Handling errors

Every failed request raises a subclass of DataRetrievalError, so a single except clause handles any failure regardless of which service you called:

import dataretrieval

try:
    df, md = dataretrieval.waterdata.get_daily(
        monitoring_location_id="USGS-05427718"
    )
except dataretrieval.DataRetrievalError:
    ...  # any request failure: error status, connection loss, too-large, ...

Connection-level failures (timeouts, DNS, refused connections) are wrapped as NetworkError, so the clause above covers them too – you never have to catch an httpx exception. A no-data result is not an error: the modern getters return an empty DataFrame when nothing matches, so check df.empty rather than catching anything.

Branch without knowing the concrete type

Every DataRetrievalError exposes three read-anywhere fields, so you rarely need to import the specific subclasses:

  • .status_code – the HTTP status, or None when the failure carried no response (a connection error, an over-long URL, …).

  • .retry_after – seconds the server asked you to wait (its Retry-After header), or None.

  • .retryableTrue when re-issuing the same request might succeed (a 429 / 5xx, or a connection failure); False otherwise.

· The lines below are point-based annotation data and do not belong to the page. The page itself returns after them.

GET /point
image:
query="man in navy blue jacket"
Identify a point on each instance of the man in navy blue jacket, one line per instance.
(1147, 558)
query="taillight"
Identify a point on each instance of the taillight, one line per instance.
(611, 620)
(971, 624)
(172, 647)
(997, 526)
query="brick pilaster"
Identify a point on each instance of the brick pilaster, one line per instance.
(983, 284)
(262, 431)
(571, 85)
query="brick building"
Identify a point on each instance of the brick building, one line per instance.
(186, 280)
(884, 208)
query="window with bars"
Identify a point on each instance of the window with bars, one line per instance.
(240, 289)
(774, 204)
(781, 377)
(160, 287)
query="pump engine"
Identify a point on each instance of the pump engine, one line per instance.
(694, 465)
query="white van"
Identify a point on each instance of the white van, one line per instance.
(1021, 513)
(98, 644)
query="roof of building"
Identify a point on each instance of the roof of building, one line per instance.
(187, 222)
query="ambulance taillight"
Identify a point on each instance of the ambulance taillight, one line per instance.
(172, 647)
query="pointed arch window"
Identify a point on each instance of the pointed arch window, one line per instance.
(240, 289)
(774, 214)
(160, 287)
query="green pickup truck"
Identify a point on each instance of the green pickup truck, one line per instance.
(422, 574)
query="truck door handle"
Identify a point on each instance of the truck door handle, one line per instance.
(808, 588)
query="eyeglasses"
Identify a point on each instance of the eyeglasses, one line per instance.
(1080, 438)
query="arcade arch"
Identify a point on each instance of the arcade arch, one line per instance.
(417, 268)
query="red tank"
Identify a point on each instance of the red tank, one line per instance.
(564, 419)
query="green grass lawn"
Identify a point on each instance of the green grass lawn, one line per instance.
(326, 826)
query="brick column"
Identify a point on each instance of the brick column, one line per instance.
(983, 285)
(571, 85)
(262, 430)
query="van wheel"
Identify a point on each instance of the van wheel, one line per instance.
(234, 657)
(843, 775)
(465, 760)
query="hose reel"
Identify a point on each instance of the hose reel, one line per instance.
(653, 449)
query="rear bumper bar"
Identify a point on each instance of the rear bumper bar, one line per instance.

except dataretrieval.DataRetrievalError as e:
    if e.status_code == 404:
        ...            # not found
    elif e.retryable:
        ...            # transient -- see the retry recipe below
    else:
        raise

Retry transient failures with backoff

.retryable and .retry_after make a backoff loop type-agnostic – it covers rate limits (429), server errors (5xx), and connection failures alike, honoring the server’s Retry-After hint when present:

import time
import dataretrieval

for attempt in range(5):
    try:
        df, md = dataretrieval.waterdata.get_continuous(
            monitoring_location_id=sites
        )
        break
    except dataretrieval.DataRetrievalError as e:
        if not e.retryable or attempt == 4:
            raise
        time.sleep(e.retry_after or 2 ** attempt)

Resume a large Water Data request

The Water Data getters transparently split an over-large request into chunks. When a transient failure interrupts one mid-stream, the work already completed is preserved: catch ChunkInterrupted and call exc.call.resume() once the condition clears – only the unfinished sub-requests are re-issued.

import time
from dataretrieval.waterdata import get_daily
from dataretrieval.waterdata.chunking import ChunkInterrupted

try:
    df, md = get_daily(monitoring_location_id=long_list_of_sites)
except ChunkInterrupted as exc:
    while True:
        time.sleep(exc.retry_after or 5 * 60)
        try:
            df, md = exc.call.resume()
            break
        except ChunkInterrupted as again:
            exc = again

The full taxonomy

See dataretrieval.exceptions for the complete class tree and per-type details.